FIGURE 9.

Activation of canonical Wnt or TGF-β/BMP signaling pathways suppresses migration and proliferation of human melanoma cells in vivo (A) Representative fluorescence microscope images of 7 dpf zebrafish larvae xenografted with human melanoma cells (SK-MEL-28) labeled with DiO (pseudo-color green) at 2 dpf and treated with DMSO, BIO or ISL. (B) Dot plot showing the number of invading cells at 7 dpf larval xenografts with micrometastasis. Each dot represents one larval xenograft (DMSO n = 44, BIO n = 38, ISL n = 41). (C) Representative confocal microscope images of anti-phospho-histone H3 (green) staining of 7 dpf zebrafish larvae xenografted with SK-MEL-28 cells (red) at 2 dpf and treated with DMSO, BIO, or ISL. (D) Dot plot showing the percentage of mitotic figures in each treatment. Each dot represents mitotic figures counted in each z-stack slice divided by the number of DiO + DAPI + nuclei in (C). Larvae were counterstained for DAPI. Scale bars are 50 μm. Statistical significance in B and D was evaluated using a one-way ANOVA test ****p < 0.0001. (E) Western blot of 5 dpf Tg(mitfa+/−,HRAS ^G12V :GFP) zebrafish larvae treated with BIO or ISL for total and phospho-ERK (p-ERK). Tg (mitfa+/−) larvae were used as control. Graph shows the average relative density ratios of p-ERK to total ERK from three independent experiments. (F) qPCR on Tg(mitfa+/−,HRAS ^G12V :GFP) zebrafish larvae treated with BIO or ISL showed reduced pigmentation marker genes tyr and dct expression at 5 dpf.
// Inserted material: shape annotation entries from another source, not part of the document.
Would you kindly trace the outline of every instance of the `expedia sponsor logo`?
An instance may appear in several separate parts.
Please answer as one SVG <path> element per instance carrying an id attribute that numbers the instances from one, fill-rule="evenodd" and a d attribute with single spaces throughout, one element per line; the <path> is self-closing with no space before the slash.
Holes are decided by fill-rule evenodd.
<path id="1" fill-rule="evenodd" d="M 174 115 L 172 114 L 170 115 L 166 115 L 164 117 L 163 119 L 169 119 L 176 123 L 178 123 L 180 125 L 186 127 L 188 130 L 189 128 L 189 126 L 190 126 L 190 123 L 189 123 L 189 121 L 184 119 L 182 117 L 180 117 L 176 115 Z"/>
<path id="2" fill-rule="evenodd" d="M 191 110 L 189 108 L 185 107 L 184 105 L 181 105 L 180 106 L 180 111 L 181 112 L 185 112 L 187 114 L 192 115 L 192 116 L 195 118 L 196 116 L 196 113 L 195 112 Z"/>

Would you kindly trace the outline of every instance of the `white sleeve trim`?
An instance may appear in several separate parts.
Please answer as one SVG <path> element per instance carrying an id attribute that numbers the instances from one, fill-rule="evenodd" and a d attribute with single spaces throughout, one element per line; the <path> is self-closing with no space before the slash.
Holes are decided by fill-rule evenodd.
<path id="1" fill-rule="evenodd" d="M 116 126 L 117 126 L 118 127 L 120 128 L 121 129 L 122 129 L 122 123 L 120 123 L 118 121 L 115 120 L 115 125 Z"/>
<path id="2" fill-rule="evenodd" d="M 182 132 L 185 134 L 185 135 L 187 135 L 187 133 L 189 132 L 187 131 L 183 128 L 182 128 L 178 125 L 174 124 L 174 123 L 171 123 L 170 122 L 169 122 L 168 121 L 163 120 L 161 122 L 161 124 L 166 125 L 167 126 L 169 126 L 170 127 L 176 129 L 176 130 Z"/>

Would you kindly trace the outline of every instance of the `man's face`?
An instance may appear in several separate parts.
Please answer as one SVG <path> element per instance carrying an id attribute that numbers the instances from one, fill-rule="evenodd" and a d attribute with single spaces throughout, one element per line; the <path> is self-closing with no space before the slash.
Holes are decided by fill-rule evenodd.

Tg (mitfa+/−) larvae were used as control. rpl13 was used as the housekeeping control gene. (G) Melanin content of Tg(mitfa+/−,HRAS ^G12V :GFP) zebrafish larvae treated with BIO or ISL. Error bars represent ±standard error of the mean (SEM, n = 6). Statistical significance was evaluated using an unpaired t-test. *p ≤ 0.05, **p ≤ 0.01 and ***p ≤ 0.001. DMSO, dimethyl sulfoxide; ISL, isoliquiritigenin; dpi, days post-injection; tyr, tyrosinase; dct, dopachrome tautomerase.